Aber Sinn und Geltung bekommen die Ideen erst dadurch, daß sie sich auf Sinnendinge beziehen. Ein Hauptmittel dazu ist die Mathematik , die zwischen dem Vernunft-Denken und den sinnlichen Wahrnehmungen in der Mitte steht. Sie wurde von Plato und seinen Jüngern aufs eifrigste gepflegt. »Kein der Geometrie Unkundiger trete ein!« soll über dem Eingang seiner Akademie gestanden haben. Vom ewig wechselnden Werden zum beständig Seienden führen die »Wecker zum reinen Denken«: die Zahlenkunst (Arithmetik) und Geometrie. Der mathematischen Methode ist auch einer der bis heute wichtigsten Grundbegriffe wissenschaftlichen Denkens entlehnt: derjenige der »Hypothese« , als der Voraussetzung , die das Gesuchte vorläufig als gefunden annimmt, um es sodann durch die aus ihr gezogenen Folgerungen und deren Verknüpfung wirklich zu finden. Auch die Idee ist eben »Hypothesis« , Grundsatz im eigentlichsten Sinne des Worts, selbst unbedingte letzte Voraussetzung und Unterlage des philosophischen Denkens. Die Wissenschaft von den Ideen nennt Plato die Dialektik , weil erst die gemeinsame Erzeugung der Begriffe in der Unterredung (dem »Dialog«) mit anderen zum Reiche der Ideen führt.
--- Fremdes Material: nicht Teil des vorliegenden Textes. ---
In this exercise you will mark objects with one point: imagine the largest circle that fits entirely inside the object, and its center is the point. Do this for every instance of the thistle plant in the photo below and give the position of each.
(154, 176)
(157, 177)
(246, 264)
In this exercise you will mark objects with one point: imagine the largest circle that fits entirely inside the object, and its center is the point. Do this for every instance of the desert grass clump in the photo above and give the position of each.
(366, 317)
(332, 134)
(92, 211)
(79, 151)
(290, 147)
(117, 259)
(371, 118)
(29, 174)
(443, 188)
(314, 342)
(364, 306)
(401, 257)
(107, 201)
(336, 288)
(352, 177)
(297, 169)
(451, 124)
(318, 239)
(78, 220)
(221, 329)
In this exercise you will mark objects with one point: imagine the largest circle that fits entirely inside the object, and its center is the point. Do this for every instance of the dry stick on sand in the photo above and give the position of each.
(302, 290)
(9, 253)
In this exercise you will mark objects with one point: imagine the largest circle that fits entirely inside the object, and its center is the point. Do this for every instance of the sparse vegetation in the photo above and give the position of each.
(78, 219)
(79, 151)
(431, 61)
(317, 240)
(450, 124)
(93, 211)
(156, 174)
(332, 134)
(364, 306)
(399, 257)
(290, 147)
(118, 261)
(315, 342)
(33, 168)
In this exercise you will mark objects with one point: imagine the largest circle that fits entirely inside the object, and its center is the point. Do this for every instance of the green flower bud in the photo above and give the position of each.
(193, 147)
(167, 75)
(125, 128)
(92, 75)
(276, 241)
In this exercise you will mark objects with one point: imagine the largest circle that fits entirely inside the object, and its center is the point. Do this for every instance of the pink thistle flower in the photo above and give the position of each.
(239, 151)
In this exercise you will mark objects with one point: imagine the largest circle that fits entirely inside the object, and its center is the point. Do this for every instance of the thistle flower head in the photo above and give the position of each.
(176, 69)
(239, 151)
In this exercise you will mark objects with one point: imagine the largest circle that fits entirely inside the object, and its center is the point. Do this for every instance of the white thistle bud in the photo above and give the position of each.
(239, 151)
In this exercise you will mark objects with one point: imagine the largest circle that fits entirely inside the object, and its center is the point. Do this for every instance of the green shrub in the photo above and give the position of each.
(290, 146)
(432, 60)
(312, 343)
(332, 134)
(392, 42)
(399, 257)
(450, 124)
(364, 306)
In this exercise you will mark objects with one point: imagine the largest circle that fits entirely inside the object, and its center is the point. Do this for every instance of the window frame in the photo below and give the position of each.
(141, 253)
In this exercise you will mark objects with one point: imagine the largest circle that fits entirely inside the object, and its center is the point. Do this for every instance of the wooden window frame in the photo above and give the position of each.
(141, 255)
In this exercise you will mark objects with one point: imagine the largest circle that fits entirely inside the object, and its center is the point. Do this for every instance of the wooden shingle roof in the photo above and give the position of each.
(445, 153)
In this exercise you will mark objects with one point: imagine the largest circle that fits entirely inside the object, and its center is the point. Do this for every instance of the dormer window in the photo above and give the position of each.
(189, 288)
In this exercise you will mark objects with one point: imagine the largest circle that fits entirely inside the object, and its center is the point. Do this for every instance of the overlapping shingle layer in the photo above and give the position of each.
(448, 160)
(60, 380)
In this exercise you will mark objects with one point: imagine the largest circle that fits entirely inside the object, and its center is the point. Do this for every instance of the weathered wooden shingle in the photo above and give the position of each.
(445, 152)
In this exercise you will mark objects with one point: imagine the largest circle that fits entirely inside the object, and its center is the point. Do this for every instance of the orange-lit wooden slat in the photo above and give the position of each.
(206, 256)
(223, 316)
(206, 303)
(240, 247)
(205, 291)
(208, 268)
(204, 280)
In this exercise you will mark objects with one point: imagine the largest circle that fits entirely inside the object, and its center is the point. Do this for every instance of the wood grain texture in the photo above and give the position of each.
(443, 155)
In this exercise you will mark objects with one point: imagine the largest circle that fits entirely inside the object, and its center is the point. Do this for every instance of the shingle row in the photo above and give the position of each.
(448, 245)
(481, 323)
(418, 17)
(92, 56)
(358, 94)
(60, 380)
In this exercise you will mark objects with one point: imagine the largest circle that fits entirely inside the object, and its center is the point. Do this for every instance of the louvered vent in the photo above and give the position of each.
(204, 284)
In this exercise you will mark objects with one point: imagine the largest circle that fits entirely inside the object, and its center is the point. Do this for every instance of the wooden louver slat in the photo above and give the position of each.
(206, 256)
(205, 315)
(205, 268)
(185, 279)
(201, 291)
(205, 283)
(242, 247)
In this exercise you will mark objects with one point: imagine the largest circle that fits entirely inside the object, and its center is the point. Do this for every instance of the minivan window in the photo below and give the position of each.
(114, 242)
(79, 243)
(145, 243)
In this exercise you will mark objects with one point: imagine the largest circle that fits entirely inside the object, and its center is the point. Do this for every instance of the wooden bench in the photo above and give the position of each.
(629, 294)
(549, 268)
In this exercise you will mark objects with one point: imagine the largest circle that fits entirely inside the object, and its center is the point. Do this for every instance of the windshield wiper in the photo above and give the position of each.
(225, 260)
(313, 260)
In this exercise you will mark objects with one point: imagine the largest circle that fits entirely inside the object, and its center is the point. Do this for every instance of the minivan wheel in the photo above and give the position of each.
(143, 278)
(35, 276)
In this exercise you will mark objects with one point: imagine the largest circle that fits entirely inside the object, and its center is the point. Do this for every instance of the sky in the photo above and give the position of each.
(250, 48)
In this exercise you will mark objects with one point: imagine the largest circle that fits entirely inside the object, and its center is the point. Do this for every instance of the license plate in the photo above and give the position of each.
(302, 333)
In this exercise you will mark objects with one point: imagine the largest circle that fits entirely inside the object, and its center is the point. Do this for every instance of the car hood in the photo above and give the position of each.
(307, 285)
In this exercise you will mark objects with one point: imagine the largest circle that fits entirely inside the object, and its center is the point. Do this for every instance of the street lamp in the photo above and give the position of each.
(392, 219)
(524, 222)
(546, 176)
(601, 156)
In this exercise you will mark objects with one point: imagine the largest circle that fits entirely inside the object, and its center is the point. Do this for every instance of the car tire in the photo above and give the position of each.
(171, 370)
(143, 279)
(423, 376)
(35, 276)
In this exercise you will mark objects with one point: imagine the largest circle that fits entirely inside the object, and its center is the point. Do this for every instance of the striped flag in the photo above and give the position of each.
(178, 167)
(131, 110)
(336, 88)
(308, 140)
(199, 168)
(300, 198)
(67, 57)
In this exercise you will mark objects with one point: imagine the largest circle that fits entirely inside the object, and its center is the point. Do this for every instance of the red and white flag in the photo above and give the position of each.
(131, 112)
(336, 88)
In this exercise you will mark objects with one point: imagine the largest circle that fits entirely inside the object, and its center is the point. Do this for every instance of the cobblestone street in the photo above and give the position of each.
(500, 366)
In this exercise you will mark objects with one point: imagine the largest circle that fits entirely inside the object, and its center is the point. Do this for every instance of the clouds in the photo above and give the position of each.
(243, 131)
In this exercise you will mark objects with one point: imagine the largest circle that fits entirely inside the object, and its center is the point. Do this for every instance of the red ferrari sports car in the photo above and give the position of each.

Wir müssen weitere schwierige Einzelheiten, wie die Lehre von der Materie, hier übergehen. Desgleichen seine erst in einem seiner spätesten Dialoge entwickelte Naturphilosophie . Sie bildet den schwächsten Teil von Platos philosophischem System, den er selbst gelegentlich als ein geistreiches »Spiel« bezeichnet, und für den er nur Wahrscheinlichkeit, nicht wissenschaftliche Wahrheit in Anspruch nimmt. Die Weltseele , die er hier als eine Art Mittelding zwischen dem Einen und dem Vielen, dem Schaffenden und dem Geschaffenen annimmt, und die den von dem göttlichen Weltbildner erschaffenen Urquell alles Lebens darstellt, hat allerdings genug Unheil von der spätantiken und mittelalterlichen bis zur neueren Philosophie (Schelling) angerichtet.
Gleich ihr ist auch die Einzelseele des Menschen in erster Linie jedenfalls nur Lebensprinzip, die Psychologie also – wie fast bei allen Denkern des Altertums – bloß ein Teil der allgemeinen Naturlehre. Steine werden bewegt; Pflanzen, Tiere und Menschen dagegen bewegen sich selbst, was wir leben nennen. Über die Unsterblichkeit des Einzelnen spricht er sich an verschiedenen Stellen verschieden aus; jedenfalls glaubt er sie nicht mathematisch beweisen zu können. Jener Dreiteilung der Seele in bezug auf das Erkennen (Wahrnehmung, Vorstellung, Idee) entspricht eine ebensolche für die Welt des Willens: das Begehren, das Mutartige oder die Willenskraft, das vernunftgemäße Wollen. Das letztere lenkt als Einsicht, nach dem schönen Gleichnis im Phädrus, das übrige Zweigespann, von dem das edlere Roß (die Willenskraft) das zügellose (die Begierde) bändigen hilft.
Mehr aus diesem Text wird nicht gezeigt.